An astonishing 75 percent of children aspire to be YouTubers, according to mediakix. Being able to make a living by creating content and amassing subscribers is clearly something that children and young adults find desirable. For example, a search on Social Blade reveals that Emma Chamberlain, a popular YouTuber with almost seven million subscribers, is projected to make $2.6 million annually, an incredible feat for someone just 17 years old.

Over the last decade, the popularity of social media influencers has been on a constant uptick. Influencers, specifically YouTubers, are becoming the teenage population’s new role models; ask a middle or high school student who their favorite celebrity is and chances are, they’ll respond with Emma Chamberlain, James Charles, or PewDiePie, to name a few.

Because these digital-era influencers give their followers a more “realistic” glimpse into their life, they seem relatable to a younger generation still trying to find their identity. Traditional celebrities such as models, actors, or singers tend to show less of their personal lives, instead carefully curating an unrelatable highlight reel of their lives.

“I love watching Hannah Meloche on YouTube because she is a senior in high school just like me,” said Hannah Jones ’19.

However, being a YouTuber or social media influencer comes at a price. A large amount of content creators have opened up about the anxiety, stress and/or mental illness that comes with their career.

One example is Elle Mills, a YouTuber who has created many videos touching on her mental illness, including a video titled “Burnt Out At 19.” In the video, Mills discusses how her YouTube career is more difficult than she ever expected it would be. “I’m constantly alone, always unhealthily stressed, and always feel this overwhelming pressure…my anxiety and depression keep getting worse and worse,” says Mills in her video.

Another example is Liza Koshy, a social media influencer who got her start on Vine, a platform dedicated to sharing six-second video clips. After Vine was shut down in 2017, she moved on to creating YouTube videos, amassing 16.5 million subscribers.

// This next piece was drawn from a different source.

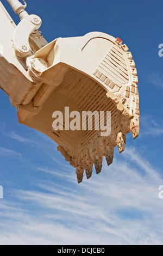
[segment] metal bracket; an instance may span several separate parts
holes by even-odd
[[[14,49],[17,56],[27,58],[30,53],[29,35],[37,31],[42,23],[40,17],[29,15],[22,20],[17,25],[14,35]]]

Koshy’s career continued to grow, starring in a YouTube Original, Liza on Demand, creating a clothing line, and breaking into more traditional media. Because of this, Koshy has taken a hiatus from posting on her main YouTube channel, where she has not posted in almost a year.

In a video on James Charles’ channel titled “Doing Liza Koshy’s Makeup,” Koshy explains why she took a break from posting on YouTube.

“I just wanted to work with other people. I had been working in my living room and just, like, screaming at myself for the past, like, two, three and a half years,” said Koshy. Producing YouTube videos completely on her own was lonely and tolling at times and lacked the social aspect other careers can bring.

Although a YouTube career may seem exciting to teenagers, they should be aware of the toll constant video creation can take on influencers and consider that it may not be for everyone.